The Honest Assessment

Google's consolidation story is the right one strategically. Two flagship tools — AI Studio for exploration, Antigravity for production — is cleaner than four overlapping products. And the technical ambition is real: parallel agents, browser-native verification, structured Artifacts, and the deepest Firebase integration in the market.

But Google's track record on product continuity is a legitimate concern. Firebase Studio lasted under 12 months. Gemini CLI was retired abruptly. Antigravity's quota instability in early 2026 damaged trust with early adopters. If you're considering building your core development workflow around Antigravity, that history is worth weighing.

For solo developers and small teams, the free tier is compelling enough to try without commitment. For teams evaluating a primary tool, Cursor and Windsurf currently offer more predictable pricing and longer track records — and Claude Code delivers higher benchmark scores for complex autonomous work.

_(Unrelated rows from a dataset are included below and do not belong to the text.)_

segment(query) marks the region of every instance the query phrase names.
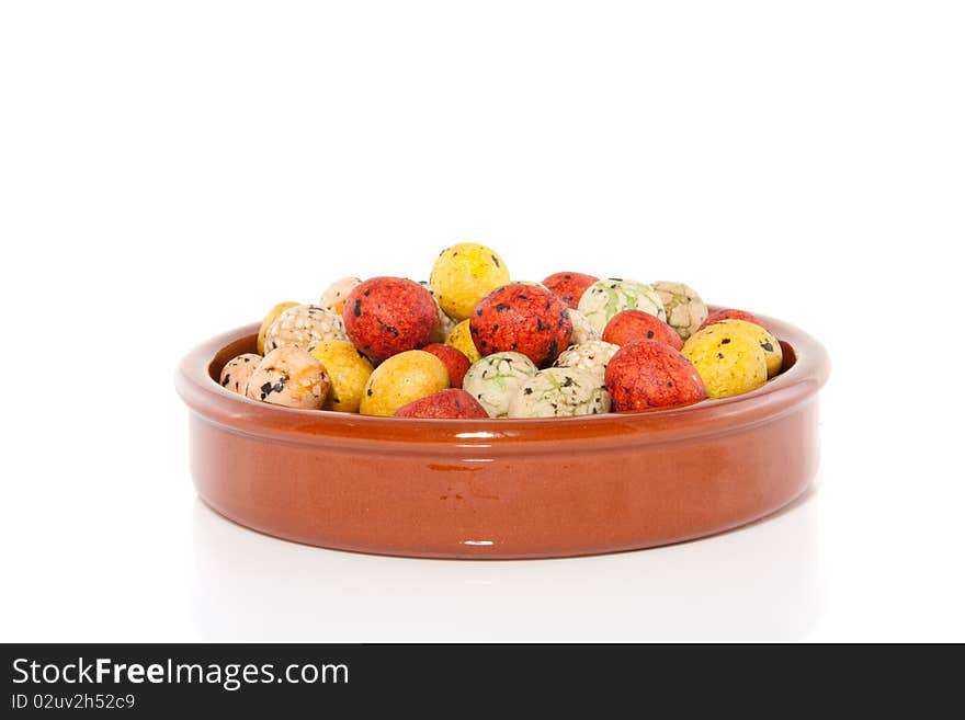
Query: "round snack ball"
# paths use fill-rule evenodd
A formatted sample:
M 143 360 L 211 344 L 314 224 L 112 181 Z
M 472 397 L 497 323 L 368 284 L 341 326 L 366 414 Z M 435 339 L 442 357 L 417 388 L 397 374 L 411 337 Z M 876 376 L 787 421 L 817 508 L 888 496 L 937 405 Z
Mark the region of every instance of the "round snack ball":
M 473 333 L 469 332 L 468 320 L 463 320 L 453 328 L 453 331 L 449 333 L 449 338 L 445 339 L 445 344 L 455 347 L 463 355 L 468 357 L 470 365 L 483 357 L 473 342 Z
M 691 362 L 656 340 L 635 340 L 621 347 L 604 379 L 616 411 L 686 405 L 707 397 Z
M 463 378 L 466 376 L 466 370 L 469 369 L 468 357 L 452 345 L 442 345 L 440 343 L 425 345 L 422 350 L 427 353 L 432 353 L 445 364 L 445 369 L 449 370 L 450 387 L 463 387 Z
M 768 381 L 764 350 L 745 332 L 708 325 L 686 339 L 683 355 L 697 368 L 711 398 L 750 392 Z
M 582 273 L 554 273 L 543 281 L 543 285 L 563 300 L 566 307 L 570 310 L 576 310 L 580 304 L 580 298 L 583 297 L 583 293 L 599 279 L 599 277 L 583 275 Z
M 579 310 L 570 309 L 569 319 L 574 323 L 574 334 L 569 339 L 570 345 L 582 345 L 593 340 L 600 340 L 600 331 L 590 324 Z
M 481 355 L 514 351 L 544 367 L 569 345 L 572 320 L 549 290 L 514 283 L 483 298 L 469 319 L 469 332 Z
M 359 411 L 388 418 L 402 405 L 446 388 L 449 370 L 441 359 L 421 350 L 407 350 L 389 357 L 368 376 Z
M 592 370 L 600 376 L 603 381 L 603 374 L 610 364 L 610 358 L 620 350 L 620 345 L 603 342 L 602 340 L 591 340 L 590 342 L 574 345 L 564 351 L 556 358 L 556 367 L 578 367 L 582 370 Z
M 439 418 L 451 420 L 488 420 L 486 409 L 465 390 L 440 390 L 421 400 L 402 405 L 396 418 Z
M 330 310 L 317 305 L 296 305 L 282 312 L 264 334 L 264 350 L 283 345 L 307 351 L 320 340 L 348 340 L 345 324 Z
M 538 287 L 540 289 L 549 292 L 549 288 L 546 287 L 543 283 L 537 283 L 535 281 L 510 281 L 507 285 L 529 285 L 531 287 Z
M 345 309 L 345 298 L 349 297 L 349 293 L 361 284 L 362 278 L 360 277 L 342 277 L 337 279 L 321 294 L 318 305 L 341 317 L 342 310 Z
M 273 405 L 320 410 L 328 390 L 329 379 L 321 363 L 307 350 L 282 345 L 270 351 L 254 368 L 247 395 Z
M 610 412 L 610 395 L 592 370 L 550 367 L 525 380 L 509 402 L 510 418 L 570 418 Z
M 707 306 L 696 290 L 683 283 L 659 281 L 654 289 L 667 312 L 667 324 L 673 328 L 681 340 L 694 334 L 707 319 Z
M 683 341 L 673 328 L 639 310 L 624 310 L 613 316 L 603 328 L 603 340 L 614 345 L 626 345 L 634 340 L 656 340 L 673 350 L 683 347 Z
M 745 312 L 743 310 L 718 310 L 717 312 L 712 313 L 701 323 L 701 327 L 697 328 L 697 332 L 707 328 L 715 322 L 720 322 L 722 320 L 743 320 L 745 322 L 752 322 L 756 325 L 760 325 L 764 330 L 768 330 L 768 325 L 763 323 L 757 316 L 751 315 L 750 312 Z
M 268 315 L 264 316 L 264 320 L 261 321 L 261 328 L 258 329 L 258 354 L 264 355 L 264 336 L 268 334 L 268 329 L 272 327 L 272 323 L 279 319 L 279 316 L 282 315 L 285 310 L 290 308 L 297 308 L 297 302 L 279 302 L 275 307 L 268 311 Z
M 421 283 L 419 283 L 419 285 L 429 290 L 429 294 L 432 296 L 433 301 L 435 301 L 435 307 L 439 308 L 439 327 L 435 329 L 435 332 L 432 333 L 429 342 L 444 343 L 450 333 L 456 329 L 456 324 L 458 324 L 458 322 L 456 320 L 453 320 L 445 313 L 445 310 L 443 310 L 442 306 L 439 305 L 439 301 L 435 300 L 435 293 L 432 292 L 432 286 L 429 283 L 422 281 Z
M 473 363 L 463 389 L 479 401 L 490 418 L 506 418 L 509 401 L 520 385 L 538 368 L 521 353 L 495 353 Z
M 509 270 L 495 250 L 461 242 L 439 254 L 429 283 L 446 315 L 465 320 L 479 300 L 509 283 Z
M 227 388 L 231 392 L 245 395 L 248 389 L 248 379 L 254 373 L 254 368 L 261 362 L 261 355 L 254 353 L 245 353 L 232 357 L 225 367 L 222 368 L 220 384 L 223 388 Z
M 781 365 L 784 363 L 784 352 L 781 350 L 781 343 L 770 332 L 753 322 L 747 320 L 719 320 L 714 323 L 716 328 L 727 328 L 728 331 L 735 333 L 745 333 L 761 346 L 764 351 L 764 361 L 768 363 L 768 377 L 774 377 L 781 372 Z
M 331 391 L 322 410 L 359 412 L 365 382 L 372 375 L 372 363 L 348 340 L 322 340 L 308 351 L 325 366 Z
M 601 333 L 610 319 L 624 310 L 643 310 L 660 320 L 667 320 L 663 304 L 652 287 L 615 277 L 590 285 L 580 298 L 577 309 Z
M 404 277 L 373 277 L 345 298 L 345 330 L 373 363 L 416 350 L 439 327 L 432 295 Z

Antigravity is the most ambitious AI coding tool on the market. Whether it becomes the most reliable one is the story of the next 12 months.


Quick Reference

Product Status Purpose
Project IDX ❌ Absorbed into Firebase Studio (2025) Early cloud IDE experiment
Firebase Studio ⚠️ Sunsetting March 22, 2027 Full-stack browser IDE
Google AI Studio ✅ Active Prototyping + Build mode
Antigravity IDE ✅ Active Agent-first VS Code fork
Antigravity Desktop ✅ Active (2.0, launched May 2026) Multi-agent orchestration hub
Antigravity CLI ✅ Active Terminal-native agent interface
Gemini CLI ❌ Retired June 18, 2026 Replaced by Antigravity CLI
Firebase (backend) ✅ Fully active Agent-native backend services

Product statuses and pricing verified as of June 2026. This space moves fast — check official Google documentation for the latest.